La Giordania blocca le importazioni di olio d'oliva dalla Palestina
Facendo riferimento al proprio raccolto eccezionale, i funzionari del regno hanno dichiarato che avrebbero vietato le importazioni all'ingrosso dalla vicina Cisgiordania fino al termine del raccolto.
Il governo giordano ha temporaneamente sospeso le importazioni di grandi quantità di olio d’oliva dalla Palestina a causa dell’ottimo raccolto registrato nel Regno.
Hazem al-Samadi, vice segretario generale del dipartimento per la commercializzazione e la qualità del Ministero dell'Agricoltura, ha affermato che le importazioni sono "respingenti in questo momento a causa del picco della stagione di produzione locale".
Al-Samadi ha aggiunto che la misura sarà temporanea, per tutta la durata della raccolta delle olive nel Paese.
Vedi anche: Notizie sul commercio dell'olio d'olivaGli agricoltori e i produttori giordani prevedono di produrre oltre 30.000 tonnellate di olio d'oliva, con un aumento del 25% rispetto alla campagna precedente. Secondo il Consiglio Oleicolo Internazionale, la Giordania ha prodotto 22.000 tonnellate di olio d'oliva nella campagna 2021/22.
La misura adottata dal regno mediorientale non è una sorpresa, poiché normative simili erano state approvate nel dicembre 2021.
Le sfide per gli esportatori palestinesi di olio d'oliva sono numerose, poiché la maggior parte delle loro operazioni rientra in accordi complessi con Israele.

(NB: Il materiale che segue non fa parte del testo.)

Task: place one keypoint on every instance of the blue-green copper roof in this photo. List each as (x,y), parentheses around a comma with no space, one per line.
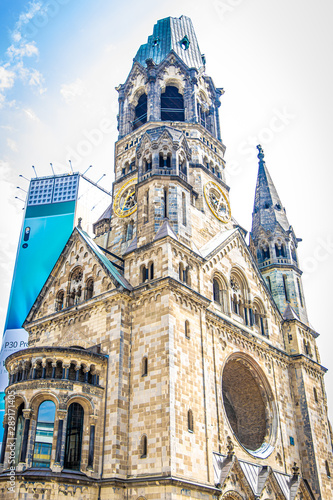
(101,256)
(172,33)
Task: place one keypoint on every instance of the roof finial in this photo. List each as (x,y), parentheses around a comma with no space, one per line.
(230,447)
(295,470)
(261,155)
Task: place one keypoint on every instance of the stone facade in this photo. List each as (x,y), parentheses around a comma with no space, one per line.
(193,377)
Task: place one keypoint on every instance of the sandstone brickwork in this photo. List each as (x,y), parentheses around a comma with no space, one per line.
(195,376)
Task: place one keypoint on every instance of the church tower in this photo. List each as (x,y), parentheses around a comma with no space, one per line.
(160,362)
(274,246)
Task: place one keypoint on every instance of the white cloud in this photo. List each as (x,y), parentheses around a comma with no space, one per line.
(31,114)
(12,145)
(18,51)
(24,18)
(27,49)
(7,78)
(70,91)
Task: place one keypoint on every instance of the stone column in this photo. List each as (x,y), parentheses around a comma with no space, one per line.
(77,371)
(65,371)
(4,442)
(44,368)
(58,462)
(153,108)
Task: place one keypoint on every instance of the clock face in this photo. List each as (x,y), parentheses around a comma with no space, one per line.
(217,201)
(125,203)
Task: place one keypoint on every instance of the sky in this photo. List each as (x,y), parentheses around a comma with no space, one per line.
(60,61)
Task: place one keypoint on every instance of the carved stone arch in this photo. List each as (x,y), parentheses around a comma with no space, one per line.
(221,278)
(232,495)
(86,403)
(38,398)
(174,81)
(72,338)
(260,435)
(139,91)
(19,399)
(203,96)
(238,274)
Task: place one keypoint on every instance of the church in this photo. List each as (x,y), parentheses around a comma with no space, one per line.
(169,358)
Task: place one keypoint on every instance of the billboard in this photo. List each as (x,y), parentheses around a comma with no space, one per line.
(53,206)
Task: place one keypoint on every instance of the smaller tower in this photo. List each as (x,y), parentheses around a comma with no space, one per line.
(274,246)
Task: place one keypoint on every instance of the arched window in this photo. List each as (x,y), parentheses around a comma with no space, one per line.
(165,203)
(187,329)
(129,231)
(147,164)
(285,287)
(60,300)
(184,273)
(328,472)
(44,435)
(74,437)
(144,366)
(220,294)
(165,160)
(266,253)
(190,420)
(19,432)
(75,287)
(172,105)
(216,291)
(184,208)
(146,207)
(315,395)
(299,292)
(259,316)
(90,289)
(144,273)
(140,112)
(143,446)
(268,280)
(151,271)
(280,250)
(58,370)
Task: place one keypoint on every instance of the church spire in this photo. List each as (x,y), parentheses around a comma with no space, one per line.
(268,210)
(274,245)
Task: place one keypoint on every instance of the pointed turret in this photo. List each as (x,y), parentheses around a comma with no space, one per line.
(273,244)
(268,210)
(175,34)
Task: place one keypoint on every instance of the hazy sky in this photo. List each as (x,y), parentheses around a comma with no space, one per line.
(60,61)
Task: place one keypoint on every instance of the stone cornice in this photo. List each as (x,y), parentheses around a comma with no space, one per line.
(170,284)
(83,307)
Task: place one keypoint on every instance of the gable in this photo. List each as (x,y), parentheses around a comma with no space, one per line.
(228,252)
(81,274)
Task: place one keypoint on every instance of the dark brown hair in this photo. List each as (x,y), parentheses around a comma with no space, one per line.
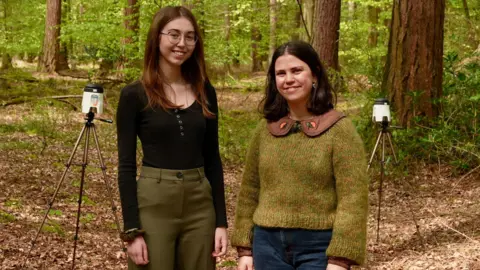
(321,98)
(193,69)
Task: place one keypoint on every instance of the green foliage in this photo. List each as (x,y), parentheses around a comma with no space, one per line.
(454,136)
(235,130)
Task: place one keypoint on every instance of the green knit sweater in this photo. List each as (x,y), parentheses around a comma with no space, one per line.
(302,182)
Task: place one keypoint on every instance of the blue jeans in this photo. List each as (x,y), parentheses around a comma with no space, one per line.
(289,249)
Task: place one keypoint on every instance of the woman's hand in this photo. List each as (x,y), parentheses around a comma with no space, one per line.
(335,267)
(245,263)
(137,251)
(220,242)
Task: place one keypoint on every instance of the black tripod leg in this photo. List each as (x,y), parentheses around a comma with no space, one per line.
(374,150)
(391,146)
(50,204)
(107,186)
(80,195)
(380,187)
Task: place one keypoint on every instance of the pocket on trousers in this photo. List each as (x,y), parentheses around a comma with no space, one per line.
(151,192)
(207,187)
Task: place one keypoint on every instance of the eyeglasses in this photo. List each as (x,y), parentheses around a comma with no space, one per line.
(175,36)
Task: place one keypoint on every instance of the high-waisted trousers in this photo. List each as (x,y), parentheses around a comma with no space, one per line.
(176,211)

Nell'aprile 2020, una controversia commerciale sul mercato del bestiame israeliano ha portato a un blocco temporaneo delle esportazioni palestinesi di olio d'oliva verso la Giordania da parte delle autorità israeliane.
I dati del Consiglio Oleicolo Internazionale (COI) mostrano che lo Stato sovrano, che comprende la Cisgiordania e la Striscia di Gaza, ha prodotto circa 27.000 tonnellate di olio d'oliva nella campagna agricola 2021/22. Per il raccolto attuale, le aspettative sono alte, con i produttori della Striscia di Gaza che prevedono un buon raccolto.
Per aiutare i produttori palestinesi, il Regno Unito e l'Indonesia hanno firmato accordi di libero scambio separati nel 2019. Secondo un rapporto del 2018 della Banca Mondiale, il 4,6% del prodotto interno lordo palestinese, pari a 66,7 milioni di dollari all'epoca, proveniva dal settore dell'olio d'oliva.
Stime recenti dell’Osservatorio della Complessità Economica (OEC) confermano questi dati. Nel 2020, le esportazioni palestinesi di olio d’oliva hanno rappresentato il 4,8% delle esportazioni totali dello Stato. Inoltre, i dati dell’OEC mostrano che il 77% di tutte le esportazioni palestinesi nel 2020 è andato in Israele, mentre l’8,5% è stato spedito in Giordania.
Parlando con i giornalisti, al-Samadi ha sottolineato come alle famiglie palestinesi che attraversano il confine con la Giordania sarà ancora consentito portare con sé fino a un massimo di 32 litri di olio d'oliva.
Una certa flessibilità nelle nuove regole è fondamentale per molte famiglie e aziende agricole che operano vicino al confine e, in alcuni casi, sia in Giordania che in Cisgiordania.